I often get asked to put my own recipes to work and use them in new recipes so that you guys know how to use them. So today, I put together a recipe that uses my recipes for Homemade Taco Seasoning and Enchilada Sauce. These recipes are probably two of my favorites, like, ever. Once you try the taco seasoning I promise you'll never go back to a packet again and the enchilada sauce is unlike anything you can get out of a can. So good.
Today's taco chicken enchilada recipe is one of those things that is so, so easy but gives big rewards in flavor. You start with making some taco chicken in the slow cooker.
Boneless Skinless Chicken Breast + Taco Seasoning + 4 hours = tender, shredded chicken for your enchiladas. Stupid simple.

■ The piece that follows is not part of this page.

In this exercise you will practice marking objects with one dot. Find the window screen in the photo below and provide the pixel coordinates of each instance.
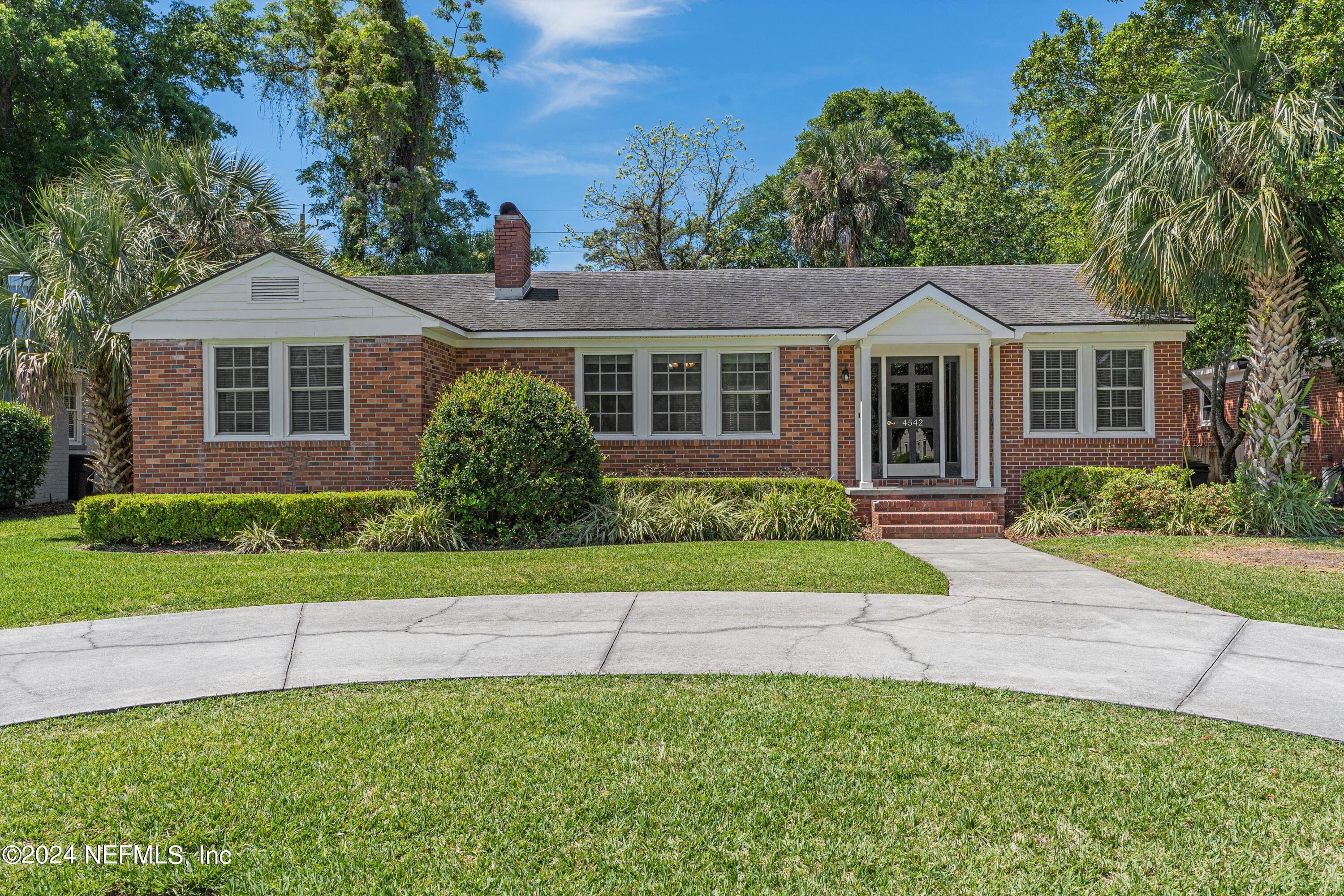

And then all you do is roll up the chicken with a little monterrey jack cheese in a corn tortilla, place in a baking dish, smother with enchilada sauce, more cheese, and you're done!
Well, you DO have to bake it first but that takes 35 minutes tops.
When they come out of the oven they are bubbly and melty and the tortillas are tender and saucy and all is right in the world.
Taco Chicken Enchiladas
Ingredients
- 4 whole medium boneless skinless chicken breast halves
- 3 tablespoons Taco Seasoning
- 2 cups Enchilada Sauce
- 12 corn tortillas
- 1-2 cups Monterrey Jack Cheese shredded
Instructions
- Place chicken breasts in slow cooker and sprinkle 2 tablespoon of the taco seasoning over the top. Cook on low for 4 hours or until chicken is tender and shreds easily. Shred chicken and stir in the remaining taco seasoning and ¼ C of water. Return cover and cook an additional 10 minutes.
- Spread ½ C of enchilada sauce into the bottom of a 9x13" pan.
- Heat tortillas until pliable and place about ¼ C of the chicken in the middle of each tortilla with about 2 tablespoon of the cheese. Roll and arrange in the 9x13" pan. Repeat until all the chicken and tortillas are used.
- Pour remaining enchilada sauce over the top of the enchiladas and top with remaining cheese. Cover pan with foil and bake @ 375 degrees for 20 minutes, remove foil and bake an additional 10-15 minutes or until enchilada sauce is bubbling and cheese is well melted.
- Serve with sour cream, lettuce and tomato.